Daniel Sanchez, Fitness Enthusiast

I Beg Your Pardon (Or Will Even Pay You For It)

Last modified 2 weeks ago.

Years ago, I took Legal Studies 201 in college. (I’m no legal expert, of course, but humor me). I learned that not all contracts have to be in writing. Some are implicit, which is why they are called implied contracts.

Take your local friendly barbershop, for example. . .

If you walk into a barbershop, the barber calls you over, gives you a haircut, and you are expected to pay afterwards. The barber doesn’t say, “Before you sit down, I want you to know the haircut is $25. Do you agree to that?” No, given the circumstances and environment, the parties involved are entering into an implied contract (or silent agreement). You are expected to pay, and the barber is legally entitled to expect you to pay, as well. (I suppose you could try to make a different case and not pay, but I think a police officer would disagree with you).

It works well at a barbershop, and many other businesses, too.

But implied contracts can creep up where they shouldn’t. . .

They can be disabling in health & fitness matters.

For example, when I was working at gyms that cost good money (you know, the private ones with fancy machines), many clients would come in and exert an effort that did not remotely approach a productive training session. They never got past a warm-up effort during their exercises.

I thought these people weren’t really paying for training. They were paying to be pardoned.

The thinking goes something like this:

‘I am going to show up, pay this guy, barely learn, barely push myself, but since I am paying and he’s allowing me to do this, I can keep doing what I’m doing, feel like I am doing something, and never, ever really have to change.’

Crazy, right?

Just as the agreement is silent, so too is the thinking nearly silent. People might not be conscious of what they’re doing, but as the saying goes, deep down they know it.

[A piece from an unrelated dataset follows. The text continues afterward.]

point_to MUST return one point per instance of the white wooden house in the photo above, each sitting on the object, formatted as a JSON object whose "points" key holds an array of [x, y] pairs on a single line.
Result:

People use the medical establish this way, too.

Suppose you go to the doctor for a preventable condition or ailment, maybe even at urgent care. The doctor shows up, you get a prescription, but no advice on how to prevent or resolve the cause of the issue. That’s buying a pardon. Maybe the doctor does give you advice on how to resolve the cause of the issue, buy you don’t take the advice. Instead, you continue to rely on treating the symptoms with prescriptions, and come back again and again. That's buying a pardon.

Implied contracts. . .

Sometimes they make all the sense in the world. . .

Sometimes they ruin our health & fitness. . .

Be honest with yourself. Ask yourself what you want out of life. Figure out what you specifically need to do to make those things happen. Then be willing to truly make the changes necessary for that to happen in your life. Do it incrementally. Do it however you can. But do it.

Do you really want to be one of those customers (or patients) that’s not willing to make the changes needed to really improve? Do you really want to be one of those people that’s paying to be pardoned for your (bad) behavior?

What would happen if ten years had since passed and you were looking back on your life?

Just my honest opinion, folks.

I would hate to see you doing that to yourself, especially when you could do so much better.